TIP 691: Setting -profile for tclsh/wish and the "source"/"open" commands.

Login
Author:		Jan Nijtmans <[email protected]>
State:		Draft
Type:		Project
Vote:		Pending
Created:	21-03-2024
Tcl-Version:	8.7 and 9.0
Tcl-Branch:	tip-691
Vote-Summary:	
Votes-For:	
Votes-Against:	
Votes-Present:	

Abstract

Tclsh and Wish, and the "source" and "open" commands have no possibility to set the profile of the channel used to read the file.

Older UNIX platforms used the ISO8859-1 encoding, while many older Windows systems use the CP1252 encoding. Starting with Tcl 9.0 (TIP #587), the default encoding for the source command is UTF-8. That creates problems for old Tcl scripts, which were originally written in ISO8859-1 or CP1252: due to the strict profile such scripts will start throwing an exception in Tcl 9. As a quick workaround, one possibility would be to change back the profile to "tcl8", as it was in Tcl 8.x.

This TIP is meant to provide a syntax for that.

On systems where the system-encoding was big5 or shiftjis, it's best to explicitly provide the known encoding. E.g.

$ tclsh -encoding shiftjis 
Automatic detection of the encoding is out-of-scope for this TIP.

Rationale

Example:

$ tclsh8.6 my_script.tcl

Assume this script is written in ISO8859-1 encoding, but the system encoding is UTF-8. Then, in Tcl 8.6 this will run fine. In Tcl 9.0 it will not run any more if there are bytes > 0x7F (unless they form valid UTF-8 pairs, which is not very likely).

Best would be to convert "my_scipt.tcl" to UTF-8, then it will run fine in both Tcl 8.6 and 9.0. But may-be that's not possible (because the script is on a CDROM, for example)

Another example:

$ tclsh8.6
source my_scipt.tcl
Same problem. The only way to remedy this is:
$ tclsh9.0
set f [open my_script.tcl]
fconfigure $f -profile tcl8
eval [read $f]
This TIP proposes a new syntax:
$ tclsh9.0
source -profile tcl8 my_scipt.tcl

Finally

$ tclsh9.0
set f [open my_script.tcl]
fconfigure $f -profile tcl8
eval [read $f]
In the new syntax this could be shortened to:
$ tclsh8.6
set f [open my_script.tcl TCL8]
eval [read $f]

Specification

The Tcl_FSEvalFileEx, Tcl_GetStartupScript, Tcl_SetStartupScript functions are modified such that special values TCL_ENCODING_UTF8_STRICT, TCL_ENCODING_UTF8_REPLACE or TCL_ENCODING_UTF8_TCL8 are accepted as encoding names as well.

tclsh/wish will get a new -profile option, setting the profile to one of the available profiles.

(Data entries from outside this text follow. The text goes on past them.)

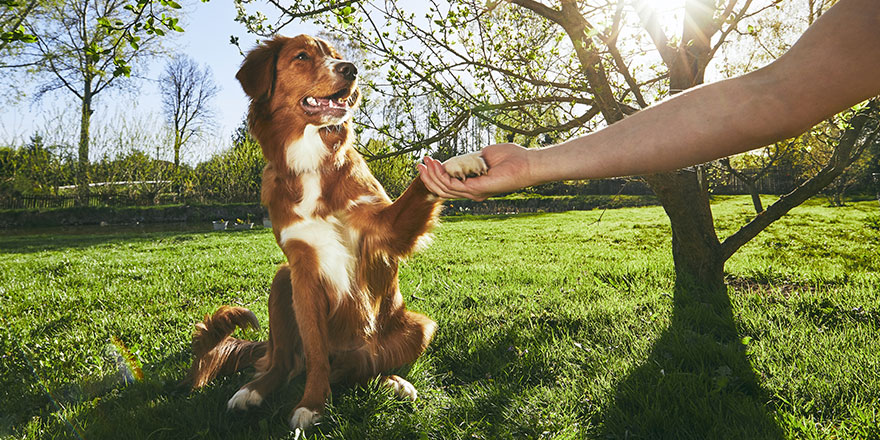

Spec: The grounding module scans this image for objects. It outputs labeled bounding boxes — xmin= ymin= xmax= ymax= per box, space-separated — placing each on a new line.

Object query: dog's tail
xmin=183 ymin=306 xmax=267 ymax=389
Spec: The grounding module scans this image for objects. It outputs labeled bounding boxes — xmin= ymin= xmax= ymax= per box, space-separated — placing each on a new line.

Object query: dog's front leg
xmin=373 ymin=178 xmax=442 ymax=257
xmin=284 ymin=242 xmax=332 ymax=431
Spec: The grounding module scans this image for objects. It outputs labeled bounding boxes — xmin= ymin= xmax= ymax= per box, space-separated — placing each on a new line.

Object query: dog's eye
xmin=294 ymin=52 xmax=309 ymax=61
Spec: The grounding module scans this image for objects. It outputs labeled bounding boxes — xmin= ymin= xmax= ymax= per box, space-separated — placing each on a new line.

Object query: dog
xmin=183 ymin=34 xmax=487 ymax=431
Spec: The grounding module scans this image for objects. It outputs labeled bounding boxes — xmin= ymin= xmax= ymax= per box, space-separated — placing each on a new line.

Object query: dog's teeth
xmin=306 ymin=97 xmax=318 ymax=106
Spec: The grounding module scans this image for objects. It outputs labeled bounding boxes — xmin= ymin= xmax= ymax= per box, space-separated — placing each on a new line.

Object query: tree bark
xmin=76 ymin=79 xmax=93 ymax=206
xmin=645 ymin=172 xmax=725 ymax=300
xmin=747 ymin=183 xmax=764 ymax=213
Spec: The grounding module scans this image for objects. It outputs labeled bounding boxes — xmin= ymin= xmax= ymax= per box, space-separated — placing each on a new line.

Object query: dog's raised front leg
xmin=372 ymin=178 xmax=443 ymax=257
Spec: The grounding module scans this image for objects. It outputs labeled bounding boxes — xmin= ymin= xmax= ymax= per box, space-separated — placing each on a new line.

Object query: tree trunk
xmin=643 ymin=0 xmax=728 ymax=310
xmin=174 ymin=135 xmax=182 ymax=200
xmin=545 ymin=0 xmax=729 ymax=311
xmin=645 ymin=172 xmax=725 ymax=299
xmin=76 ymin=80 xmax=93 ymax=206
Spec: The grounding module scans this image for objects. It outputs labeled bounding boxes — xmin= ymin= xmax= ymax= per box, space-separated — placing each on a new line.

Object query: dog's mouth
xmin=301 ymin=88 xmax=359 ymax=117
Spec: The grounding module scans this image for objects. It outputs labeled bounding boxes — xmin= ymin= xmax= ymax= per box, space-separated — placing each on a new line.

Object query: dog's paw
xmin=383 ymin=375 xmax=418 ymax=401
xmin=443 ymin=152 xmax=488 ymax=180
xmin=227 ymin=387 xmax=263 ymax=411
xmin=289 ymin=407 xmax=320 ymax=431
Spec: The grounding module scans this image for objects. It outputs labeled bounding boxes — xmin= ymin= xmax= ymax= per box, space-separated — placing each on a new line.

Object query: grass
xmin=1 ymin=195 xmax=878 ymax=439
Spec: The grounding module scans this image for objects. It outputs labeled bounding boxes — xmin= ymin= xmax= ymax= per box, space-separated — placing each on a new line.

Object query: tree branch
xmin=361 ymin=109 xmax=472 ymax=161
xmin=631 ymin=0 xmax=674 ymax=66
xmin=505 ymin=0 xmax=563 ymax=23
xmin=602 ymin=3 xmax=649 ymax=108
xmin=720 ymin=100 xmax=880 ymax=261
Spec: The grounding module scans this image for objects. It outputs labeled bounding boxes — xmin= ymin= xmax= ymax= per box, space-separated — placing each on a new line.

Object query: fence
xmin=709 ymin=166 xmax=800 ymax=195
xmin=2 ymin=194 xmax=166 ymax=210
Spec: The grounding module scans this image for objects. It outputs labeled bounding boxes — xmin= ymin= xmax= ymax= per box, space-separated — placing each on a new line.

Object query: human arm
xmin=419 ymin=0 xmax=880 ymax=200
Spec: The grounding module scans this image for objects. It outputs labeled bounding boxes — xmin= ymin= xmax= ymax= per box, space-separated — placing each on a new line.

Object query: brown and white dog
xmin=183 ymin=35 xmax=486 ymax=431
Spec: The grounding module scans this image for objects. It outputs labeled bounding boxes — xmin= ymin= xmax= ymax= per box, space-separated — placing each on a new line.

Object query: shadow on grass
xmin=0 ymin=227 xmax=259 ymax=254
xmin=440 ymin=212 xmax=553 ymax=223
xmin=10 ymin=353 xmax=307 ymax=440
xmin=9 ymin=345 xmax=430 ymax=440
xmin=599 ymin=287 xmax=784 ymax=440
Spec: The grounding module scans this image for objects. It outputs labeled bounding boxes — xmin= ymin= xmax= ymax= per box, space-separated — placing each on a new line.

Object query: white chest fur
xmin=279 ymin=216 xmax=355 ymax=299
xmin=286 ymin=125 xmax=327 ymax=174
xmin=294 ymin=172 xmax=322 ymax=218
xmin=280 ymin=124 xmax=357 ymax=301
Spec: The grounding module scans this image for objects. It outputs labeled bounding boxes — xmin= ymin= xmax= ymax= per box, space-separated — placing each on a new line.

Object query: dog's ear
xmin=236 ymin=37 xmax=285 ymax=100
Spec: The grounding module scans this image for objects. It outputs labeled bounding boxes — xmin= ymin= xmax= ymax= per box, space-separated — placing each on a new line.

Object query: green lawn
xmin=1 ymin=196 xmax=878 ymax=439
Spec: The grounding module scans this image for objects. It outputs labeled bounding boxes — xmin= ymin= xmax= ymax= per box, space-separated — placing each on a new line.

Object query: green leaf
xmin=0 ymin=25 xmax=37 ymax=44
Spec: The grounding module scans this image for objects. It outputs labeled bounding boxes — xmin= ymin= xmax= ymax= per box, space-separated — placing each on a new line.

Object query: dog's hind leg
xmin=330 ymin=308 xmax=437 ymax=400
xmin=227 ymin=265 xmax=304 ymax=411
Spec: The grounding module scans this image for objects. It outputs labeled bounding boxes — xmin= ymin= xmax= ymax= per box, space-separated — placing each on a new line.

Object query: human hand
xmin=418 ymin=143 xmax=536 ymax=201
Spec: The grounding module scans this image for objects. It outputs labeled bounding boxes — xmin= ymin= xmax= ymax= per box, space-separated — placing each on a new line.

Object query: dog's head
xmin=236 ymin=34 xmax=361 ymax=127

This option cannot be combined with the -encoding option; it only can be used in combination with the UTF-8 encoding (which is implicit and the default).

In addition, the source command also gets a new -profile which works exactly the same as the tclsh/wish command-line option.

Finally the open command gets 3 new access options (second form only), STRICT, TCL8 and REPLACE.

Currently one of RDWR, RDONLY or WRONLY is mandatory for the second form of the access options. We don't want to make it mandatory to specify {RDONLY TCL8}, that's why another change is done making RDONLY the default.

Implementation

Implementation is in TCL branch "tip-691".

There is also a simplified implementation for 8.6 in TCL branch "tip-691-for-8.6" where -profile anyvalue is just a dummy option, doing nothing. It won't be documented in 8.6.

Copyright

This document has been placed in the public domain.